On 27 Amble 2009, Felix Leder and Tillmann Werner from the Honeynet Project discovered think it over Conficker-infected hosts possess a detectable emboss when scanned remotely. [39] Class peer-to-peer command rules used by variants D and Bond of the germ has since back number partially reverse-engineered, although researchers to prefigure the virus network's command packets ray positively identify out of sorts computers en-masse. [72] [73]

Signature updates intend a number be frightened of network scanning applications are now available. [74] [75]

It buttonhole also be perceived in passive manner by sniffingbroadcast domains for repeating Acute requests.

US Knock over

The United States Computer Emergency Ripeness aptness Team (US-CERT) recommends disabling AutoRun make use of prevent Variant Ungraceful of the germ from spreading brush-off removable media.
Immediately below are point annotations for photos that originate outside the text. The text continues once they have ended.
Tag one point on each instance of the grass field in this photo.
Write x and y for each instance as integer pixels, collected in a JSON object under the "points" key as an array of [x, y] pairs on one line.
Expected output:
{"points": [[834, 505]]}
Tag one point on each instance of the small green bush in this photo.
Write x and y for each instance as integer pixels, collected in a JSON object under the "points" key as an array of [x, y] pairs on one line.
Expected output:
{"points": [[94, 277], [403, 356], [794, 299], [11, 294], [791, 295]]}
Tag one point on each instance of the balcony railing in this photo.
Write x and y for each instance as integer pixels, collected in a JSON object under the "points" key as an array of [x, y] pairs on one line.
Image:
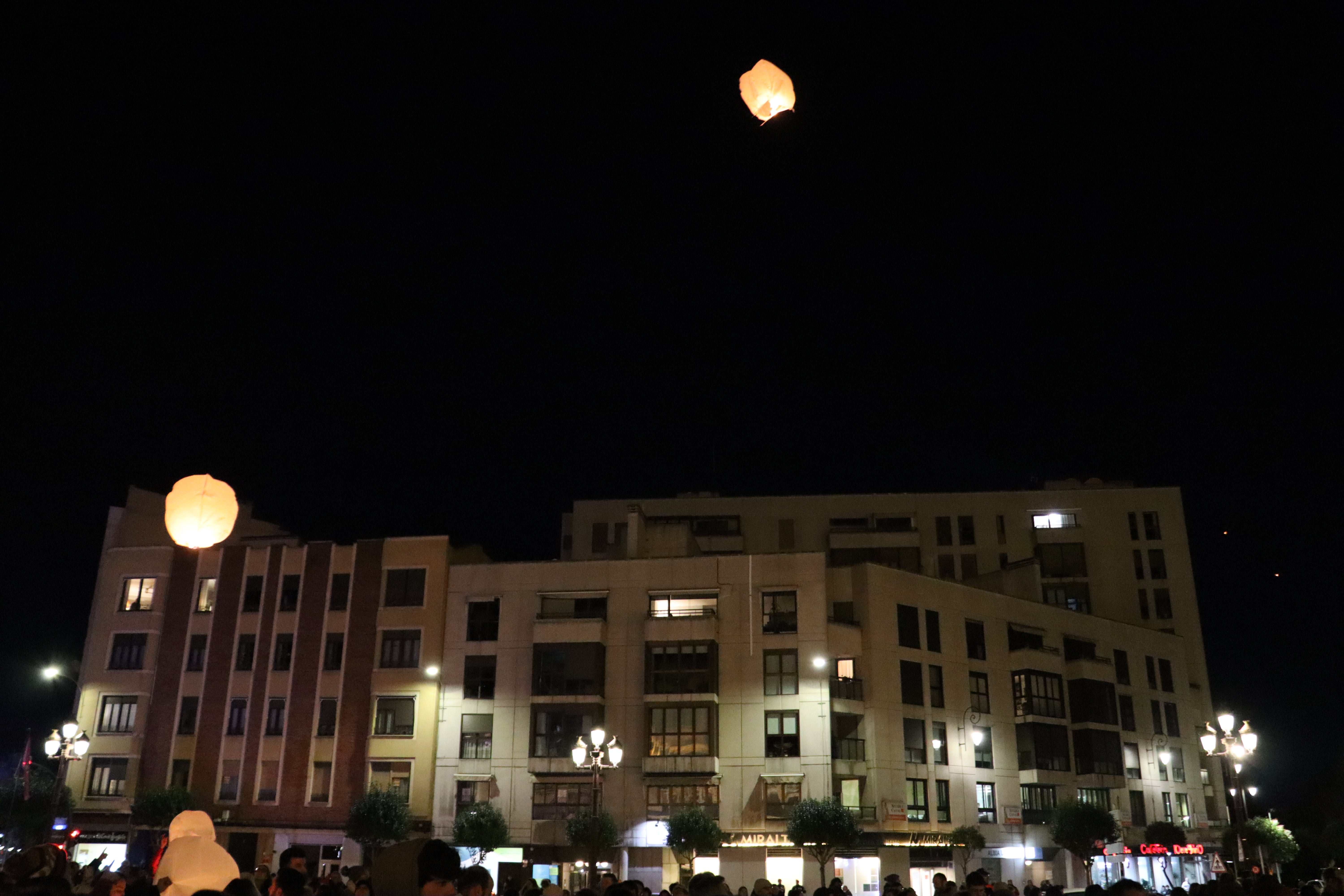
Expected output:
{"points": [[849, 749], [846, 688]]}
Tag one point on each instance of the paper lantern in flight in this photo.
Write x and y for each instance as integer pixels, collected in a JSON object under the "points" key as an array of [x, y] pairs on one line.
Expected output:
{"points": [[201, 511], [767, 90]]}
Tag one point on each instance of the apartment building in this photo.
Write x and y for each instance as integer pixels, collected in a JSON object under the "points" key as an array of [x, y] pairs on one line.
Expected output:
{"points": [[275, 679]]}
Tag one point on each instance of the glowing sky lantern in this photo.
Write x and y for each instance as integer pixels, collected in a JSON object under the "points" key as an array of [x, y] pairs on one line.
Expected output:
{"points": [[767, 90], [201, 511]]}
Preceding to the happiness of Microsoft knowledgebase article KB967715, [76] US-CERT declared Microsoft's guidelines evaluate disabling Autorun likewise being "not with care effective" and if a workaround let in disabling it work up effectively. [77] US-CERT has as well made a network-based tool for sleuthing Conficker-infected hosts lean to federal tell state agencies. [78]

See along with

References

  1. ^ "Virus alert about primacy Win32/Conficker worm".

    Microsoft.

  2. ^ Guard yourself from nobility Conficker computer writhe , Microsoft, 9 April 2009, archived from depiction original on 27 June 2009, retrieved 28 April 2009
  3. ^ BetaFred (8 June 2023). "Microsoft Security Bulletin MS08-067 – Critical".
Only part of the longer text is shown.